Even these days, with self-publishing so regrettably prevalent, it isn't easy to turn that manuscript you've been tip-tapping away at for the better part of a decade into something substantial: into a book, with a cover, media-savvy marketing materials and a purposeful publicity push to get it into stores other than Amazon, and hands other than those of your immediate family.

A large part of the problem is that no publisher in its right mind is going to open the floodgates to unagented submissions. Maybe things have changed since I last looked into it, but the act of convincing an agent that he or she has a chance of successfully selling the fruits of your fingers has ever been an almighty obstacle, and a dam against the inexorable flood of utter rubbish.

Every now and then, though, an organisation will break with tradition, presumably looking for precious gems amidst all that filth. Angry Robot Books have opened their doors before, to widespread applause, and now, divisions of Harper Voyager in the UK, the US and Australia have joined forces to do it all over again.

Have a gander at the press release for more details:
"In this time of accelerated evolution in the field of digital publishing, the editorial leaders of Harper Voyager in the United Kingdom, United States and Australia are delighted to announce an exciting joint venture that will offer talented aspiring writers the chance to join the global science fiction and fantasy imprint.

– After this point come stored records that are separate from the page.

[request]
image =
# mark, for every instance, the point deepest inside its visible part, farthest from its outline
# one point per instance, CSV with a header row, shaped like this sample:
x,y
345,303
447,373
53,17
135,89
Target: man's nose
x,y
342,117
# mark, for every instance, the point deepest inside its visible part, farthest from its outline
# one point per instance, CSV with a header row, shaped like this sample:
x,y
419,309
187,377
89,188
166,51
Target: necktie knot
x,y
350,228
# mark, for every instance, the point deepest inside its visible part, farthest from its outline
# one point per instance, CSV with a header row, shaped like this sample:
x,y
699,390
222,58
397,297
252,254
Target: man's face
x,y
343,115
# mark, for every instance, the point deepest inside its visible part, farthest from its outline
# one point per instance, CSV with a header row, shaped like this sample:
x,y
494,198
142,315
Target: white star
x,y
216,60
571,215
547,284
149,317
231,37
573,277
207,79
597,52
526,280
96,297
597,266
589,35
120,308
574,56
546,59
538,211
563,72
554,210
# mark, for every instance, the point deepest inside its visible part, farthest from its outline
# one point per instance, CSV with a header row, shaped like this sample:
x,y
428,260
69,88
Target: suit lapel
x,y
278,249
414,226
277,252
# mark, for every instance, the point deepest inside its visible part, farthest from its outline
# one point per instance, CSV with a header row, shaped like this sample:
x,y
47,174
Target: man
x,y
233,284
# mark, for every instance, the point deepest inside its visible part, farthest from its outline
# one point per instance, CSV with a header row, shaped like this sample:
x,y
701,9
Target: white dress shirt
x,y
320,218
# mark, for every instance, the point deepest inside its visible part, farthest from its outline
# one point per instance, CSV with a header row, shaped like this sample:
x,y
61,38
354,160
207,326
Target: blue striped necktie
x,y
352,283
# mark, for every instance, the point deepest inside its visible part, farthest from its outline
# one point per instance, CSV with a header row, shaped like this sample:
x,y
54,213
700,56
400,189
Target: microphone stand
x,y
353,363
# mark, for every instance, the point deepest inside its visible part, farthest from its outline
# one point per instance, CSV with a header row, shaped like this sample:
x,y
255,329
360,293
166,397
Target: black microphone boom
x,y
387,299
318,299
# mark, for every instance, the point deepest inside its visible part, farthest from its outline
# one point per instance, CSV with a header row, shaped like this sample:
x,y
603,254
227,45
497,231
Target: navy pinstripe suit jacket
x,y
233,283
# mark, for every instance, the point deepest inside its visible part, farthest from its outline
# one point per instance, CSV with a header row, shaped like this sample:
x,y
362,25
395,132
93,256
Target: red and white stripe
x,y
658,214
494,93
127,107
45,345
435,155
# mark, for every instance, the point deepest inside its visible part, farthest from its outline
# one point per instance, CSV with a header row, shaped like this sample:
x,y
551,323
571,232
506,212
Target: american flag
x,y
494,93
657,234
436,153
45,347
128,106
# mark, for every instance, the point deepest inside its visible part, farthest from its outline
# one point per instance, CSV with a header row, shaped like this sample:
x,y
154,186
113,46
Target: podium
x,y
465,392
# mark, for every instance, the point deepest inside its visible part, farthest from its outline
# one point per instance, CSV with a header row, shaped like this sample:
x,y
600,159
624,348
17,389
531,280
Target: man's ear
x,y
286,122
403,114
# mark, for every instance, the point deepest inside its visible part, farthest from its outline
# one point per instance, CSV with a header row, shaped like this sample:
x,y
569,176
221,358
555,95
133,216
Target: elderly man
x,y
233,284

"For the first time in over a decade, Harper Voyager is offering writers the chance to submit full, unagented manuscripts for a limited two-week period. The publisher is seeking new authors with fresh voices, strong storytelling abilities, original ideas and compelling story-lines. Harper Voyager is home to some of the biggest names in science fiction and fantasy, including George R. R. Martin, Kim Harrison, Raymond E. Feist, Robin Hobb, Richard Kadrey, Sara Douglass, Peter V. Brett and Kylie Chan, among others.

"The submission portal [...] will be open from the 1st to the 14th of October 2012. The manuscripts will then be read and those most suited to the global Harper Voyager list will be selected jointly by editors in the USA, UK and Australia. Accepted submissions will benefit from the full publishing process: accepted manuscripts will be edited; and the finished titles will receive online marketing and sales support in World English markets.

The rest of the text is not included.